Elasticsearch uses wrong Case Folding for Unicode Characters

In one of my project, I am trying to use Elasticsearch (1.7) to query data. But, It returns different result for unicode characters depending on if they are uppercased or not. I try to use icu_analyzer to get rid of problem.

Here is a small example to demonstrate my problem. My index is like this,

$ curl -X PUT http://localhost:9200/tr-test -d '
{
  "mappings": {
    "names": {
      "properties": {
        "name": {
          "type": "string"
        }
      }
    }
  },
  "settings": {
    "index": {
      "number_of_shards": "5",
      "number_of_replicas": "1",
      "analysis": {
        "filter": {
          "nfkc_normalizer": {
            "type": "icu_normalizer",
            "name": "nfkc"
          }
        },
        "analyzer": {
          "my_lowercaser": {
            "tokenizer": "icu_tokenizer",
            "filter": [
              "nfkc_normalizer"
            ]
          }
        }
      }
    }
  }
}'

Here is a test data to demonstrate my problem.

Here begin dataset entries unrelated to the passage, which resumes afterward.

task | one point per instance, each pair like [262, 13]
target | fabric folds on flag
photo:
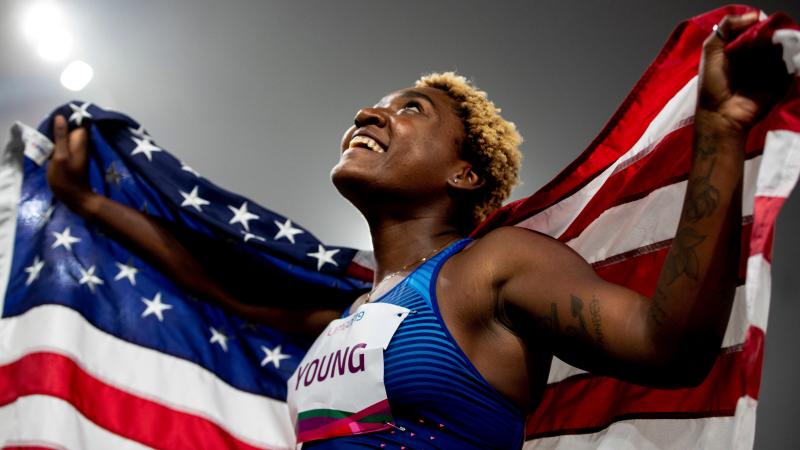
[100, 350]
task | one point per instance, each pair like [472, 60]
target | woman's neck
[400, 245]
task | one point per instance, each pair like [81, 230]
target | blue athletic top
[438, 399]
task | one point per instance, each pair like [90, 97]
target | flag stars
[286, 230]
[79, 113]
[139, 132]
[144, 146]
[112, 175]
[248, 235]
[324, 256]
[155, 307]
[34, 270]
[242, 215]
[220, 338]
[64, 239]
[186, 168]
[193, 199]
[89, 278]
[274, 356]
[126, 271]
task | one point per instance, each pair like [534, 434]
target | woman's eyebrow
[415, 94]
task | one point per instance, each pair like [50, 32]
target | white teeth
[368, 141]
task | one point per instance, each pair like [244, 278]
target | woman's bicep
[550, 293]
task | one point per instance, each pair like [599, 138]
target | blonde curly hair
[491, 143]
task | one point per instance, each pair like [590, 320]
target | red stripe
[674, 66]
[117, 411]
[639, 269]
[665, 165]
[588, 403]
[30, 447]
[662, 167]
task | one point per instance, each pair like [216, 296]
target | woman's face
[404, 147]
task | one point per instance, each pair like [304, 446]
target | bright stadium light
[76, 75]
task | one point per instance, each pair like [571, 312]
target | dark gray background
[255, 95]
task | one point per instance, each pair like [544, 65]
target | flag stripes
[140, 371]
[623, 220]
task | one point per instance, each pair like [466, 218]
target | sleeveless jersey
[437, 397]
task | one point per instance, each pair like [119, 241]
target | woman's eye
[413, 106]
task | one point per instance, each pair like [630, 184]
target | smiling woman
[453, 345]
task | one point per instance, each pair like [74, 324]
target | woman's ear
[466, 179]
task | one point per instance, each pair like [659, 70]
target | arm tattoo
[683, 258]
[576, 309]
[703, 198]
[581, 330]
[594, 310]
[705, 147]
[657, 313]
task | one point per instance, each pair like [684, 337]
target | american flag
[100, 350]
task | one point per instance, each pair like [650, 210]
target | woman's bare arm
[67, 178]
[673, 337]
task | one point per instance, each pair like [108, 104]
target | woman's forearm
[692, 302]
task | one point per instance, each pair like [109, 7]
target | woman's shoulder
[505, 249]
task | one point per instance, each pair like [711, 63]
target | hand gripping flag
[99, 350]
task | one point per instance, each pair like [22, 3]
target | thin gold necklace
[406, 267]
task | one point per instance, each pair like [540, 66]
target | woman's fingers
[77, 148]
[61, 136]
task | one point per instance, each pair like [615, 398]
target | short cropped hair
[491, 144]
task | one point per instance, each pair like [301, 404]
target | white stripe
[758, 286]
[781, 164]
[172, 381]
[648, 220]
[10, 186]
[750, 305]
[554, 220]
[713, 433]
[790, 41]
[52, 422]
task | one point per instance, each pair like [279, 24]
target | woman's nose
[370, 116]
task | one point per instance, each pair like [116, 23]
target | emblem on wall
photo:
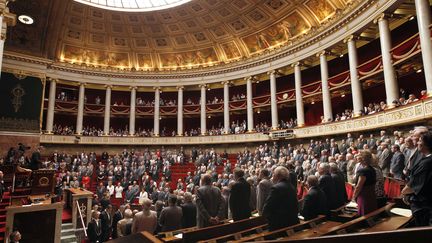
[17, 93]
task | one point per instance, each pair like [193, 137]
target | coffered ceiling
[197, 34]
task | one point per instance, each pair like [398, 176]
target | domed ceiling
[199, 33]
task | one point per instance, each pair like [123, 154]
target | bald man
[281, 206]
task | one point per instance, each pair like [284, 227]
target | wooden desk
[84, 199]
[34, 199]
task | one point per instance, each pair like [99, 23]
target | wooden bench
[288, 231]
[224, 229]
[365, 222]
[238, 235]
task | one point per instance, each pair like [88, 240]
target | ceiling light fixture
[25, 19]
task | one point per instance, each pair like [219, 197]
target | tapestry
[20, 99]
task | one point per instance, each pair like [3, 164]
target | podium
[83, 198]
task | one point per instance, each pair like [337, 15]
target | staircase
[68, 233]
[3, 205]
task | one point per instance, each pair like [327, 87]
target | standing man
[240, 196]
[106, 222]
[209, 203]
[281, 206]
[263, 189]
[94, 230]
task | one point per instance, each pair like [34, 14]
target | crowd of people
[265, 179]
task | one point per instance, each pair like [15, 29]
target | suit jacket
[385, 160]
[263, 190]
[94, 231]
[189, 215]
[116, 218]
[327, 185]
[341, 195]
[209, 203]
[239, 200]
[281, 206]
[397, 165]
[314, 204]
[106, 222]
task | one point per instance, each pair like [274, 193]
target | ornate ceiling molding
[361, 13]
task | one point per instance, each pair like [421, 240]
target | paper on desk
[401, 212]
[352, 205]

$ curl -X POST http://10.22.20.140:9200/tr-test/_bulk -d '
{"index": {"_type":"names", "_index":"tr-test"}}
{"name":"BAHADIR"}'

Here is a similar query. If I query using BAHADIR as query_string, I can easily find my test data.

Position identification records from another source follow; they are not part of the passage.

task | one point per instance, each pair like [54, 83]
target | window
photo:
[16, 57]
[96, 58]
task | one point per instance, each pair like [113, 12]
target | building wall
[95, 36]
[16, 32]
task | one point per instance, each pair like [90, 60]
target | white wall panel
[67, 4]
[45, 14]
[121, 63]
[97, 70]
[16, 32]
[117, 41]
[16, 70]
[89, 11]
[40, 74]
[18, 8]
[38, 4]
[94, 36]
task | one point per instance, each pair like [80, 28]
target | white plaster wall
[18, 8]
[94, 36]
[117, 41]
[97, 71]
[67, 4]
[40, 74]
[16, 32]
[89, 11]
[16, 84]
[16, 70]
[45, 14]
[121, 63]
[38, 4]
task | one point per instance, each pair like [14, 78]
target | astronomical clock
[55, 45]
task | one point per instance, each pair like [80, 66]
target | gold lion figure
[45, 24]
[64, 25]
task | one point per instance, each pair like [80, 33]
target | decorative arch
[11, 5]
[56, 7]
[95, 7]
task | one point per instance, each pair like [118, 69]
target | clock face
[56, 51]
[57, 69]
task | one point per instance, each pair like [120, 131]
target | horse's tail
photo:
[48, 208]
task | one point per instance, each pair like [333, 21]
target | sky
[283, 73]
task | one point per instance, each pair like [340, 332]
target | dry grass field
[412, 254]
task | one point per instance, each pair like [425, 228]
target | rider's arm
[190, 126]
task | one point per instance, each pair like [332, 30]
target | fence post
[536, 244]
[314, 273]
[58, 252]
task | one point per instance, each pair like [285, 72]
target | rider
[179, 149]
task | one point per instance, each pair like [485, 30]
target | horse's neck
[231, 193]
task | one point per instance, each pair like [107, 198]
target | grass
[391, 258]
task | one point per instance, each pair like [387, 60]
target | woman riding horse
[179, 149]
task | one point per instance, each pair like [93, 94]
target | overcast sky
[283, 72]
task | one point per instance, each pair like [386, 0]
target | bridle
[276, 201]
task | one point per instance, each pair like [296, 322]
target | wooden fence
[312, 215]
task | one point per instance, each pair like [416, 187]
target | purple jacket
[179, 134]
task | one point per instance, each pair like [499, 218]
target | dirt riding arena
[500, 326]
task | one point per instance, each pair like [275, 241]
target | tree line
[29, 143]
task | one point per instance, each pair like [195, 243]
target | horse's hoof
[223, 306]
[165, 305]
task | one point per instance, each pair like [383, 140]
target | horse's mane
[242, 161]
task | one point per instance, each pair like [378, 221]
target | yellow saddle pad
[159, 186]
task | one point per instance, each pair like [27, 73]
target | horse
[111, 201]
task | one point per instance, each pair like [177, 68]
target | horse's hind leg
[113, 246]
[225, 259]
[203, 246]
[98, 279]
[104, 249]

$ curl -X POST http://10.22.20.140:9200/tr-test/_search -d '
{
  "query": {
    "filtered": {
      "query": {
        "query_string": {
          "query": "BAHADIR"
        }
      }
    }
  }
}'

In Turkish, lowercased version of of BAHADIR is bahadır. I am expecting same result while querying with bahadır. But Elasticsearch cannot find my data. And I cannot fix that with using ICU for analysis. It works perfectly fine if I query with bahadir.

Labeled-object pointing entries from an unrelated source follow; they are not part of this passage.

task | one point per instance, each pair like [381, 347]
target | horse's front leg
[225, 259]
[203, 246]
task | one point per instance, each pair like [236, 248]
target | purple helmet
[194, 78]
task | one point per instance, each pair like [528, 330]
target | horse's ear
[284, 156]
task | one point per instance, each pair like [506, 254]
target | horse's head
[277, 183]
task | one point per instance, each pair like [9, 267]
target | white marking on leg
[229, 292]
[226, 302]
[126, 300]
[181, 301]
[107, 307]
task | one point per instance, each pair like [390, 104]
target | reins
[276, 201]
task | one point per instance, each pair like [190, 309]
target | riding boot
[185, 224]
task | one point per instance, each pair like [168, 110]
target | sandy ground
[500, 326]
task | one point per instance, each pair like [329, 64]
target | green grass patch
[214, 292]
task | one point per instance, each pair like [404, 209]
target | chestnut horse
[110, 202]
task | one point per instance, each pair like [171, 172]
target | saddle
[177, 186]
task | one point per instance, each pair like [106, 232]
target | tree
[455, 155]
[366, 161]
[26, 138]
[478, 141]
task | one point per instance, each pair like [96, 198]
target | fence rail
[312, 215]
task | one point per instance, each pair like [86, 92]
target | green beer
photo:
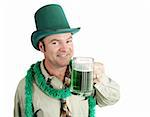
[82, 76]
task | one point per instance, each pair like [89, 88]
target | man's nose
[63, 48]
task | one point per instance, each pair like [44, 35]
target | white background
[114, 32]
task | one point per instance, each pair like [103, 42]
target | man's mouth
[62, 55]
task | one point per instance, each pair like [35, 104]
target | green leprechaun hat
[50, 19]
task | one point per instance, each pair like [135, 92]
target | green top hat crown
[49, 20]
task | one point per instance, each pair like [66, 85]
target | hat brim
[40, 34]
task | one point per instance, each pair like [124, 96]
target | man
[44, 92]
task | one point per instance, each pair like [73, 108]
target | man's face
[58, 49]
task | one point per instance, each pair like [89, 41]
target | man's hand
[98, 71]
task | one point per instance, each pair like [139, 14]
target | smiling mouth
[62, 55]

I already read Living in a Unicode World and Unicode Case Folding. But cannot fix my problem. I still cannot make elasticsearch to use correct case folding.

Update

I also try to create my Index like this.

$ curl -X PUT http://localhost:9200/tr-test -d '
{
  "mappings": {
    "names": {
      "properties": {
        "name": {
          "type": "string",
          "analyzer" : "turkish"
        }
      }
    }
  },
  "settings": {
    "index": {
      "number_of_shards": "5",
      "number_of_replicas": "1"
    }
  }
}'

But I am getting same results. My data can be found if I search using BAHADIR or bahadir but it cannot be found by searching bahadır which is correct lowercased version of BAHADIR.

Solution

You should try to use the Turkish Language Analyzer in your setting.

{
  "mappings": {
    "names": {
      "properties": {
        "name": {
          "type":     "string",
          "analyzer": "turkish" 
        }
      }
    }
  }
}

As you can see in the implementation details, it also defines a turkish_lowercase so I guess it'll take care of your problems for you. If you don't want all the other features of the Turkish Analyzer, define a custom one with only turkish_lowercase

If you need a full text search on your name field, you should also change the query method to match query, which is the basic full text search method on a single field.

{
  "query": {
    "match": {
      "name": "bahadır"
    }
  }
}

On the other hand, query string query is more complex and searches on multiple fields allowing an advanced syntax; It also has an option to pass the analyzer you want to use, so if you really needed this kind of query you should have tried passing "analyzer": "turkish" within the query. I'm not an expert of query string query though.